I should hope so! If their own mothers (even if they don’t see themselves as mothers, their babies do) are not concerned with their life long wellbeing that is contingent on fetal development, it’s good that someone is. Pregnancy and lactation are not hyper-gendered, they are SEXED.
It also raises the specter of panoptics of the womb and epistemic injustice as it simultaneously reflects elevation of the epistemic authority of medical professionals and erosion of the epistemic privilege of trans gestational parents.
This crap verbiage is designed to bamboozle the reader into thinking that an important point has been made. Because if you, Average Reader cannot understand this important message then you will accept that the academic experts are right, and you are just an ignorant person.
Much of trans medicine has been built on the assumption of binary genders.
Because this is the only assumption that works in mammals if you are talking about reproduction, which is always sexed. No fertility clinic anywhere has ever managed to create a new human being with any different combination than one (female) egg and one (male) sperm. Some things you can’t mix and match.
Which needs and whose well-being are protected (and challenged) as these decisions are made, and to what potential personal and social consequences?
I am at a loss to think why the ‘rules’ should be different for trans parents. In some countries, pregnant women who smoke a joint are put into jail under the guise of child protective purposes (I do not think this is valid or good), but the consequences for the babies of this client group do not need to be considered as more important than the adults?
Whose needs should be paramount: an adult or a fetus/baby?
Doing so attends not only to the social control functions of working to prevent non-normative bodies and people, and the artificial binarization of sex and gender in medicine and society, but also that between mental and physical health as it insists upon increased attention to the mental health concerns and well-being experienced by trans people before, during, and after pregnancy.

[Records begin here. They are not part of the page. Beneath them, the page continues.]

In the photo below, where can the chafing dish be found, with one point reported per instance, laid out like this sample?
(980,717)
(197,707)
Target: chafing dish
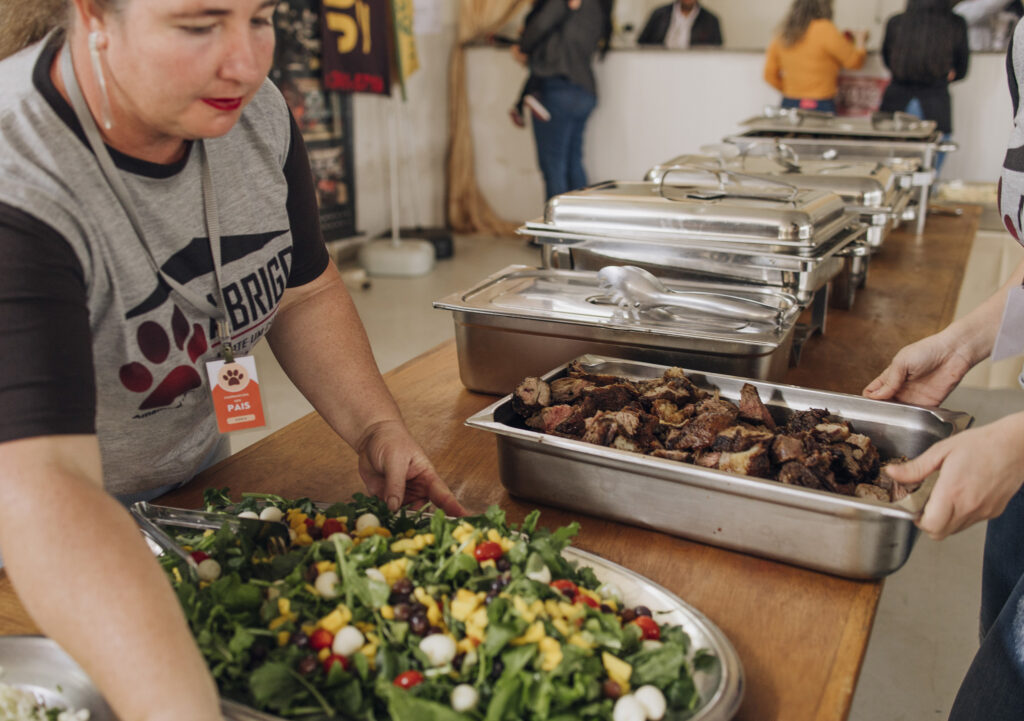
(909,145)
(778,218)
(849,537)
(523,321)
(868,188)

Needless to say, the authors of this paper and I disagree about this. Reproductively speaking there is no such thing as an artificial binarization of sex and gender is irrelevant. If after you birth, you start to hemorrhage, how you identify will be irrelevant to your care. And in no way could I ever endorse a system that ranks an adult’s mental health over the physical and mental health of a fetus, a baby or a child. Part of an adult’s role in regard to caring for children is safeguarding them from harm and that includes from their mother if she is too mentally unwell to prioritize their wellbeing.
Hitler loved parades and flags!
Where Hitler viewed his country and society as a body that needed to be purged of viruses in the form of groups of people who didn’t conform to his conception of normal, those under the spell of queer theory believe that normal society needs to be broken up by altering bodies to negate what evolution has designed us to be, even if the price is so harmful that lives are made miserable and short in the process. Both Hitler and the queer theorists blur boundaries, trade in beliefs over facts and twist science into self-serving fictions that have caused great distress and harm to large populations.

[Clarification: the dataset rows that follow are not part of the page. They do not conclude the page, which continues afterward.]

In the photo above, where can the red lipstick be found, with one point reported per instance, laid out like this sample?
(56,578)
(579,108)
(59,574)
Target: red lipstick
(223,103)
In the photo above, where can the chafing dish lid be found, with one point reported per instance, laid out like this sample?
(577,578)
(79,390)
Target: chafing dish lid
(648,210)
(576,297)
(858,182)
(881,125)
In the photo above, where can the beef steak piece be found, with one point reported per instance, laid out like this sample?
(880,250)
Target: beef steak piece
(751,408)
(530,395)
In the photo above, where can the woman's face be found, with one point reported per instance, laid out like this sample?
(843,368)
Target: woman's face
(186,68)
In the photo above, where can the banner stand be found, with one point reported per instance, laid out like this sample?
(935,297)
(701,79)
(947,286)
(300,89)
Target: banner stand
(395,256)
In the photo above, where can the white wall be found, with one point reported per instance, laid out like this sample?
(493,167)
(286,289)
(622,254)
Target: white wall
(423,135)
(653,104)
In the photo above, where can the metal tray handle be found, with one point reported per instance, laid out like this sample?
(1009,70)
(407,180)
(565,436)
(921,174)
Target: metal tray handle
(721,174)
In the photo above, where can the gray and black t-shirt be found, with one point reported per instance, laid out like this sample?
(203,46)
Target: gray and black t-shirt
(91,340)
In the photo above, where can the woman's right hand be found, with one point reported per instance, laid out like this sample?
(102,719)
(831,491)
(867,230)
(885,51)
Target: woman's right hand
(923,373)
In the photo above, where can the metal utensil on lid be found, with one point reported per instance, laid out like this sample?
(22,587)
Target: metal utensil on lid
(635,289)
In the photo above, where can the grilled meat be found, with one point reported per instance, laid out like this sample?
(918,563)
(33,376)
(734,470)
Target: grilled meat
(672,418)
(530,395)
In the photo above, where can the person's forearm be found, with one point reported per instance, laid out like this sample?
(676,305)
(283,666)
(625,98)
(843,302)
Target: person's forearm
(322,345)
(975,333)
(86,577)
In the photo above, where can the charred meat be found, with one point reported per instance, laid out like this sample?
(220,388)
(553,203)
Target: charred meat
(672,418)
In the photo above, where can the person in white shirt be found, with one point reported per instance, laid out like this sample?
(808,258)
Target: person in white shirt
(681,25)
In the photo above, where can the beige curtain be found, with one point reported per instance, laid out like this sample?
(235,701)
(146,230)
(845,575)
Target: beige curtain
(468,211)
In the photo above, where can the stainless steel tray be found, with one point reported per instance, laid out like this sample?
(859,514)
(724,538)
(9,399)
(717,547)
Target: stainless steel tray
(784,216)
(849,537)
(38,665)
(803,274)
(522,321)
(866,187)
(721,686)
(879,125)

I’d say if those who like to go to women’s rights rallies to berate women for believing in biological facts want to bring their swastikas along, they are in good company with the little man with the moustache. I’m not on board with that brand of Gleichschaltung.
I shudder to think of what will happen to the children of women who say they're men, and men who say they're women - especially the really mental ones.
Yes I’ve thought about this too, the indoctrination, the dogma, the “us and them” attitude, the silencing of anyone who doesn’t agree, the pushing of the ideology on children (like Hitlers youth). It all smacks of Nazism. Not scary at all.